Dulce et decorum est
Wij vloeken door het slijk, als hoestende kobolden,
Als vagebonden onder pak en zak geknakt –
Tot parachutefakkels naar beneden tolden,
Hun langzaam bliksemlicht over de polders rolde
En wij niets konden dan de aftocht aan te vatten
Naar onze verre, onverwarmde kazematten.
Men liep en sliep. Een paar waren hun laarzen kwijt
Maar hinkten door, geschoeid in bloed. Verblind en
Mank was alleman, van moeheid zat, en doof zelfs voor
Gefluit van gasgranaten achter on dun gat. Wat? Gas?
Och mannekes, rap! Een hoogfeest van gefrommel:
Die lompe maskers juist op tijd op onze snuit.

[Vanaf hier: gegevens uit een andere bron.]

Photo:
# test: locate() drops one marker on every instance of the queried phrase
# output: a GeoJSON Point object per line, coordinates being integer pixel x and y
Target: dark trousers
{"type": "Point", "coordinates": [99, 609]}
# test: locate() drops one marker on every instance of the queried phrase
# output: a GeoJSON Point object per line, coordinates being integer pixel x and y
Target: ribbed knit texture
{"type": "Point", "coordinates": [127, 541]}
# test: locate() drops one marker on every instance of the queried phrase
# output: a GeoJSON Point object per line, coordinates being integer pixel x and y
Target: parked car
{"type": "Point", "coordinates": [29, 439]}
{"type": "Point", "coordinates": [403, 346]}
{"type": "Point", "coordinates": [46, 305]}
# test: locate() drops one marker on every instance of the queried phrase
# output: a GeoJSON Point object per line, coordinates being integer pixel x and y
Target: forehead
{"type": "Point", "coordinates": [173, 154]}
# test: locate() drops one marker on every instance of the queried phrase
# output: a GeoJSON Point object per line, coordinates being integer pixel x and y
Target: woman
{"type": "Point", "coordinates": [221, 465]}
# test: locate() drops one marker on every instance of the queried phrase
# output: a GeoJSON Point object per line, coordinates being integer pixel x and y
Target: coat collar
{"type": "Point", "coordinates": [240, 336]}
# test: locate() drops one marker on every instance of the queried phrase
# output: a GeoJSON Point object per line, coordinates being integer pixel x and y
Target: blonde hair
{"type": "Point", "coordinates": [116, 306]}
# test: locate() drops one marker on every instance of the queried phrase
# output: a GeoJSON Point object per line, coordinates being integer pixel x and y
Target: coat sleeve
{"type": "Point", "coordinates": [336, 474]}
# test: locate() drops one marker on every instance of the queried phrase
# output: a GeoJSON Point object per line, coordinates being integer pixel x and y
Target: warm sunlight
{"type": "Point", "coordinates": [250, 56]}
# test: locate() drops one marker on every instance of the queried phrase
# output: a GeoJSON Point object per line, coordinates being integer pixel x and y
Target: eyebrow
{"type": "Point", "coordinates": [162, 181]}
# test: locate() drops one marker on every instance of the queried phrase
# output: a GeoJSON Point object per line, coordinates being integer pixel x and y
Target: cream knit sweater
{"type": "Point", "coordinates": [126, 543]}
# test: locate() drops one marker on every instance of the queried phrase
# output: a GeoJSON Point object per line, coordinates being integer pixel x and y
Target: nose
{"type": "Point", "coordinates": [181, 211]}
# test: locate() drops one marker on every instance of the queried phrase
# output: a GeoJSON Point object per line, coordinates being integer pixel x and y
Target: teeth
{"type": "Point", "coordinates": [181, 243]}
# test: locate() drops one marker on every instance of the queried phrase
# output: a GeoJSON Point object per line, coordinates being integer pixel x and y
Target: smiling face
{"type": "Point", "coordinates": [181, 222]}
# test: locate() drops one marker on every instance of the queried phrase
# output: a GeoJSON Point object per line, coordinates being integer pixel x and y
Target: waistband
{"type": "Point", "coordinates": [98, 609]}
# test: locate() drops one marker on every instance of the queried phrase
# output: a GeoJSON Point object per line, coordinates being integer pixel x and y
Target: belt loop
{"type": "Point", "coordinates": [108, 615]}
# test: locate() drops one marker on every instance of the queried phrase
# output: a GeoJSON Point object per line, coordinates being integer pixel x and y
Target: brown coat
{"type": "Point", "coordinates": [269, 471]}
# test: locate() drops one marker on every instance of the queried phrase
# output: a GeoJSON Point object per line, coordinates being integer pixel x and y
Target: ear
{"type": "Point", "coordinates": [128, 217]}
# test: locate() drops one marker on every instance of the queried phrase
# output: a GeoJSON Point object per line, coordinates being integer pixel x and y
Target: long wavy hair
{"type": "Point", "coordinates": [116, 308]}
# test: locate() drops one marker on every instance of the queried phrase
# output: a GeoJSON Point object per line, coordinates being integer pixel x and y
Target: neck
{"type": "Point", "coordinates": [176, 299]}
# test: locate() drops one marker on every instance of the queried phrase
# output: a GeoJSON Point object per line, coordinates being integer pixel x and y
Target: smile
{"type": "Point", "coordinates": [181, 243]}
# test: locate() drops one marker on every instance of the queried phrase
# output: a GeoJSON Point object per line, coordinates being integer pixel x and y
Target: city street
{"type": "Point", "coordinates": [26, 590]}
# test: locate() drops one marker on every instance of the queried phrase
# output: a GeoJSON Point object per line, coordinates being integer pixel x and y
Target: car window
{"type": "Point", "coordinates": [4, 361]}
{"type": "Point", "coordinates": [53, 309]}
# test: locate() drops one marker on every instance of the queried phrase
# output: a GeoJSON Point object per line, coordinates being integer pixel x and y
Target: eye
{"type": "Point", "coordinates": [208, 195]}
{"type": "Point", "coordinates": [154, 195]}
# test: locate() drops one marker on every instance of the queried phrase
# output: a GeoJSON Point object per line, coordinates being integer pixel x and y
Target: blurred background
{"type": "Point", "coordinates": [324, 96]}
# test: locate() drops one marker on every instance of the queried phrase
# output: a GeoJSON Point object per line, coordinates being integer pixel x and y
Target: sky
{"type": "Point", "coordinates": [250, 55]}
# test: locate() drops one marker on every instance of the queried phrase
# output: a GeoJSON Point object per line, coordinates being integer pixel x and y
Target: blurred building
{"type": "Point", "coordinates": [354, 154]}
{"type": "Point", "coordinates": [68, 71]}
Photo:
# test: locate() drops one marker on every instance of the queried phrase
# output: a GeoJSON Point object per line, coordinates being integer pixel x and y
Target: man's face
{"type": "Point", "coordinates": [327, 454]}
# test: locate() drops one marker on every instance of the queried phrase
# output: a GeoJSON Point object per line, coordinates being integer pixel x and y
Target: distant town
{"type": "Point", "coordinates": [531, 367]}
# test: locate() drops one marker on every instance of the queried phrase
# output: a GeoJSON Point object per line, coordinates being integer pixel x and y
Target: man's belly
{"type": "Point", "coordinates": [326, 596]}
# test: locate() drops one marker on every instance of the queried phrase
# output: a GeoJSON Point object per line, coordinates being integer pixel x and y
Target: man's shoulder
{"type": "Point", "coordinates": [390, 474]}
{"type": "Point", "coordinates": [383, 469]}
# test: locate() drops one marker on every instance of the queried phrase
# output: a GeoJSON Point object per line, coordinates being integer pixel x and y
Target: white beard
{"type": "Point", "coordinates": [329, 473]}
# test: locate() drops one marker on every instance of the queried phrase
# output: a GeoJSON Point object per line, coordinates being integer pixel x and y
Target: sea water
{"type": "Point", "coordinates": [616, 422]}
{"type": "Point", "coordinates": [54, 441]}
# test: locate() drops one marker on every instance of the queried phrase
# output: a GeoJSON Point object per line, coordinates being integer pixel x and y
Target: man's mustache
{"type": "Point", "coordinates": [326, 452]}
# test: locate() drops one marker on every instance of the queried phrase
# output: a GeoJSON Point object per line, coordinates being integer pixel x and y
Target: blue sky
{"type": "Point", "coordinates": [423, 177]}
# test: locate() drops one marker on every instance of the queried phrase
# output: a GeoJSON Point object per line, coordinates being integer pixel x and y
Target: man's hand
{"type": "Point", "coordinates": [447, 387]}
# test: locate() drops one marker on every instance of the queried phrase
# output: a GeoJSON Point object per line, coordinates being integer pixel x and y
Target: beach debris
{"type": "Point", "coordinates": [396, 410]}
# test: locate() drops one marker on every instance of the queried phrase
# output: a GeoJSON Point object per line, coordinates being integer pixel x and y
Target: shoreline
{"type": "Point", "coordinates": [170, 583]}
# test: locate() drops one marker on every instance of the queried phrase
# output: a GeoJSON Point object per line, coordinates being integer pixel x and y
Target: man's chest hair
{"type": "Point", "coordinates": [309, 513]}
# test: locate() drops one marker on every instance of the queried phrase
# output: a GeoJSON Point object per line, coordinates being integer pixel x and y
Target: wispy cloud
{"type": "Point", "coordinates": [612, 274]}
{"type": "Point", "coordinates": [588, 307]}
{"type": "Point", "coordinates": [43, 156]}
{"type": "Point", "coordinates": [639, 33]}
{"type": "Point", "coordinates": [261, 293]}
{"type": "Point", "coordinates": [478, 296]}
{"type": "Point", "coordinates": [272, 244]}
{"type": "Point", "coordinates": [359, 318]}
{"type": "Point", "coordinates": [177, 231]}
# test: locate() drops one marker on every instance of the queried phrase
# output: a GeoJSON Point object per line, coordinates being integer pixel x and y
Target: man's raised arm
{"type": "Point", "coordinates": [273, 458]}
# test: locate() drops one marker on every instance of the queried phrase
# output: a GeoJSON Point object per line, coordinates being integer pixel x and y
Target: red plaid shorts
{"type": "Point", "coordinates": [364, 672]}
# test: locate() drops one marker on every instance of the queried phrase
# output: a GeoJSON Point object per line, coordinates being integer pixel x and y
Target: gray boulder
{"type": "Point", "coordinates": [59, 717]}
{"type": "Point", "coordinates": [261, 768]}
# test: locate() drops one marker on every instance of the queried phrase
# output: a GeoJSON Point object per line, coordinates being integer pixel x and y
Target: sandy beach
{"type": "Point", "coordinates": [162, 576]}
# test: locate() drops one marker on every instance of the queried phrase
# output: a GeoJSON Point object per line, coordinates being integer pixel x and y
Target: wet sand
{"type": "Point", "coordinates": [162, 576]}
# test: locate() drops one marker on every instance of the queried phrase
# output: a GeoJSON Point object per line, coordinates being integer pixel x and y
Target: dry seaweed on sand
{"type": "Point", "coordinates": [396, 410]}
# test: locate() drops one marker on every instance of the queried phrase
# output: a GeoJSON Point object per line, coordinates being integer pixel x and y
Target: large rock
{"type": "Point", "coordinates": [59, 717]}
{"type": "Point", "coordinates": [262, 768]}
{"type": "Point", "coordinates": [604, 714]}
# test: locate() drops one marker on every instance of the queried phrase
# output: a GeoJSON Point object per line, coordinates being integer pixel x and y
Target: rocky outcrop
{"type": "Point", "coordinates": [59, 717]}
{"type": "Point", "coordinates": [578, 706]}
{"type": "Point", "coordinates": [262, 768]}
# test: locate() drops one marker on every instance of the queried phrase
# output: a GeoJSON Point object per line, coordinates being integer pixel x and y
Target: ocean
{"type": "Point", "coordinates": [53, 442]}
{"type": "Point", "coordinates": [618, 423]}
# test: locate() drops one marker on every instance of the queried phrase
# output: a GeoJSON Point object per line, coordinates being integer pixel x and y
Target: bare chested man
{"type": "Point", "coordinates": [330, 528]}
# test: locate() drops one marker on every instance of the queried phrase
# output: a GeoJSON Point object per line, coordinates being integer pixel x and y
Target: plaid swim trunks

Te laat. Eén gilt. hij zwalkt en strompelt onderuit
Als viel hij in een vuur of in een vat met kalk.
Door mijn bedompte glazen zie ik hoe hij zinkt
En in een dik groen licht, een zee van slijm, verdinkt.
Sindsdien verdrinkt hij elke nacht in elke droom.
Hij stikt en braakt, hij ploetert door die groene stroom
Mij tegemoet, die werkloos wacht tot hij is uitgewroet.